L’ajout éventuel d’aérateurs à proximité de cette nouvelle prise d’eau brute est envisagé.

En créant des bulles, ces appareils pourraient disperser les algues présentes sur leur passage et ainsi permettre d’obtenir une eau brute de meilleure qualité.

Les plans et devis ont déjà été élaborés, et les gouvernements provincial et fédéral ont été contactés.

Claude Dubois, maire de Bedford, en Estrie

Claude Dubois, maire de Bedford, en Estrie (Catherine Trudeau/La Voix de l’Est)

« Ce qui nous préoccupe, c’est la vie humaine », justifie M. Dubois.

Le nouveau pipeline prévu se trouverait à environ 360 mètres du rivage, soit environ deux fois plus loin que la prise d’eau actuelle, selon notre lecture du plan que nous a fait parvenir la Ville, datant de janvier 2022.

Le projet est actuellement estimé à 1,8 million, selon Richard Joyal, directeur général de Bedford.

L’avis du gouvernement fédéral est essentiel avant de pouvoir lancer l’appel d’offres, car Ottawa doit donner son aval pour un tel projet.

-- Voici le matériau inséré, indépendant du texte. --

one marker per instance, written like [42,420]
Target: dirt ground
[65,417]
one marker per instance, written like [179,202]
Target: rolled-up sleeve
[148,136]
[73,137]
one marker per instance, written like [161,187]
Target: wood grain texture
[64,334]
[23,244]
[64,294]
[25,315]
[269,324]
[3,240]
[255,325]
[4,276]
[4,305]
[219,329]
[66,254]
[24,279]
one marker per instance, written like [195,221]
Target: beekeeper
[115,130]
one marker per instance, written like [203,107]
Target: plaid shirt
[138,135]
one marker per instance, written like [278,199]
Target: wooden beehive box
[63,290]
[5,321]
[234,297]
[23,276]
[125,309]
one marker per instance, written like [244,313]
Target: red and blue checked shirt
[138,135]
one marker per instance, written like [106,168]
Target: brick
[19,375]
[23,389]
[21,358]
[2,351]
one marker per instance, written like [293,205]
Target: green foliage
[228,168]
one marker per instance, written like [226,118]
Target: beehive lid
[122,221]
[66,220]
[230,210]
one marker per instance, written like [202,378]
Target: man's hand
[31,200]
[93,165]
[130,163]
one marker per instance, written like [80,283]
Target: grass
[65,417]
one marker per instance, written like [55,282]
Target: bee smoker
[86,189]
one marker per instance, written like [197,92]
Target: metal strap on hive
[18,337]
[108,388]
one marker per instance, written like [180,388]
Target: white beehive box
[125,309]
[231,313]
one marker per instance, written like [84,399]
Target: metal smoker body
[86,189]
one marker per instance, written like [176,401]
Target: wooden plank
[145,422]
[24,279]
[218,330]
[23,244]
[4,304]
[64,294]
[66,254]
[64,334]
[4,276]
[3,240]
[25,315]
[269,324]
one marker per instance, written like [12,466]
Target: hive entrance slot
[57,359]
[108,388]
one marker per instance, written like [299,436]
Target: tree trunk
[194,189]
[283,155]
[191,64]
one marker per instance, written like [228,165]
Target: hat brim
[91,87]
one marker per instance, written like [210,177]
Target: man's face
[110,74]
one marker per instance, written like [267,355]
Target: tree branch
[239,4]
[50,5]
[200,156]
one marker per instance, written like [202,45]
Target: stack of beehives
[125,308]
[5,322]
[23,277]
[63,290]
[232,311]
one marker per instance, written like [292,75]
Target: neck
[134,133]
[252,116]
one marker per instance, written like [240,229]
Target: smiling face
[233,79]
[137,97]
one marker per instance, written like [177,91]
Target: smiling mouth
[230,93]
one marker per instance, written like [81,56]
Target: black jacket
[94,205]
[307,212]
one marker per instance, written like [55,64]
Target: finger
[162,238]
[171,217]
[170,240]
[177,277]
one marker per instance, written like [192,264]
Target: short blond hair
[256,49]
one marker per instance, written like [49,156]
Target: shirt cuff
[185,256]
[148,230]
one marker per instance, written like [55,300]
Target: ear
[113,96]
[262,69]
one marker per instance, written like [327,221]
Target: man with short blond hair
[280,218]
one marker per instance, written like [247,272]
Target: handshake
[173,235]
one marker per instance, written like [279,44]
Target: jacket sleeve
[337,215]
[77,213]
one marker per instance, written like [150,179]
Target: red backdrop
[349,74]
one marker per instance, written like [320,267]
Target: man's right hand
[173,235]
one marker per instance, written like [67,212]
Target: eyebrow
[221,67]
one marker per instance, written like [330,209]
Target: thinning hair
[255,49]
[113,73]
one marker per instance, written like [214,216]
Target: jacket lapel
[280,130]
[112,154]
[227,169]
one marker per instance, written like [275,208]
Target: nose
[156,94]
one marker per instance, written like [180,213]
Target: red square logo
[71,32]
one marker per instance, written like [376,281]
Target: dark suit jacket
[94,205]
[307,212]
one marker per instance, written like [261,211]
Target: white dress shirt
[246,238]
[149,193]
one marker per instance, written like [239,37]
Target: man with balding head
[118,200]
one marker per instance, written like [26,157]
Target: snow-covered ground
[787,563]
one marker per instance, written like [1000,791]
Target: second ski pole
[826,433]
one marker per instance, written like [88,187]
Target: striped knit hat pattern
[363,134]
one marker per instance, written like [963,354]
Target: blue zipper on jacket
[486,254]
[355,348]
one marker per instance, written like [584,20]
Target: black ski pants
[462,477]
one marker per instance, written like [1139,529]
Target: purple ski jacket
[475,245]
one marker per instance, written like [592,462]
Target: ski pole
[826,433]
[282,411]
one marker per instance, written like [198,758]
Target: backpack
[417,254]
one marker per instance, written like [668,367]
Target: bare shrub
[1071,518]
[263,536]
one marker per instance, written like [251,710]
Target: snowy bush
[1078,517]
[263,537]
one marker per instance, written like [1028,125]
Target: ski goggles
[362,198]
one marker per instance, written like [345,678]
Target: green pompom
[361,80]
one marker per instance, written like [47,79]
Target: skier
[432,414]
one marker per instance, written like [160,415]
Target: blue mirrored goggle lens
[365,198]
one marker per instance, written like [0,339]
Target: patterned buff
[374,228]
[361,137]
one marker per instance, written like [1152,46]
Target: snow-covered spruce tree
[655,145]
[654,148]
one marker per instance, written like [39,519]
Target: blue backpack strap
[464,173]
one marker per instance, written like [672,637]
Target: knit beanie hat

La députée fédérale de Brome-Missisquoi, Pascale St-Onge, confirme être au courant de la situation, affirme son attaché de presse, Charles Thibault-Béland.

Le paysage bucolique de la baie Missisquoi, à Philipsburg (Saint-Armand)

Le paysage bucolique de la baie Missisquoi, à Philipsburg (Saint-Armand) (Catherine Trudeau/La Voix de l’Est)

La Ville de Bedford s’était vu offrir par le gouvernement de réaliser les travaux cet hiver, selon le maire, mais « ce délai est très court et avec les hivers que nous connaissons actuellement, nous n’aurons pas assez de glace pour faire les travaux ».

Bedford a donc demandé que les travaux soient réalisés ce printemps « afin d’être prêt pour cet été ».

« Mme St-Onge est très sensible à la situation et travaille avec les ministères concernés et les différents intervenants pour trouver une solution », a ajouté son attaché.